Past Driving Records May Predict Future Iowa School Bus Crashes
After a Cedar Rapids school bus driver struck an 84-year-old pedestrian and was charged with failure to yield to a pedestrian on September 21, another bus accident in Iowa occurred on October 31, killing an 11-year-old boy. These Iowa school bus accidents caused KCRG and The Gazette to investigate school bus drivers in Iowa.
A recent article published in The Gazette revealed that more than 40 percent of school bus drivers in the four largest school districts in Iowa have had at least one traffic violation since 2000. The findings on 366 drivers for Cedar Rapids, Iowa City, Linn-Mar and College Community school districts indicated that 155 school bus drivers have at least one non-parking violation.

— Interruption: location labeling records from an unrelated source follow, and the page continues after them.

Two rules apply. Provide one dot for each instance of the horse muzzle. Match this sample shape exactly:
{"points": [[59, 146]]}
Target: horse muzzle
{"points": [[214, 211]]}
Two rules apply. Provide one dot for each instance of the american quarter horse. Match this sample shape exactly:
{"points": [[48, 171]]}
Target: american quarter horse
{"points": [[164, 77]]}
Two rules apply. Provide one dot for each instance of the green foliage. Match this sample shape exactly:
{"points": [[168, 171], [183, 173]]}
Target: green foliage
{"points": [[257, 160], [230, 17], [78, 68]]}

These violations include speeding, failure to yield, failure to stop at railroad tracks, unsafe backing, and unlawful passing of a school bus. Some drivers even have been convicted of drunken driving, child endangerment, theft, disorderly conduct, assault, and selling tobacco to a minor.

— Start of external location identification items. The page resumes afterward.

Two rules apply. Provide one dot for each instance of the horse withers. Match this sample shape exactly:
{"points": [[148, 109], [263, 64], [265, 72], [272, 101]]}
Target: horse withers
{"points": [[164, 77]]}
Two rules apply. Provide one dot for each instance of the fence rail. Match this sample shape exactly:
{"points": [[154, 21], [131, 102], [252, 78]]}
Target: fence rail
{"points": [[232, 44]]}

Several Eastern Iowa parents that The Gazette talked with did not know the driving records of their children’s school bus drivers. Many thought the school districts would conduct this type of research on their school bus drivers.
However, the school districts say that they do run criminal background checks and check a school bus driver’s record through the Iowa Department of Transportation.

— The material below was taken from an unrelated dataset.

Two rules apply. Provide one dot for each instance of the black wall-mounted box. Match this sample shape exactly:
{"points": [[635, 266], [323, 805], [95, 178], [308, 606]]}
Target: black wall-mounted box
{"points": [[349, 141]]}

As for the 43-year-old bus driver Vicki Lard who struck the elderly pedestrian in Cedar Rapids, she had no other traffic violations prior to this incident. She blamed the crash on the morning sun. As for Michaela Siems-Dighton, the bus driver who killed the 11-year-old boy, it was learned that she had had three speeding tickets since 2000.
Research shows that past driving records can be linked to future crashes, according to the research conducted by the Center for National Truck and Bus Statistics at the University of Michigan Transportation Research Institute.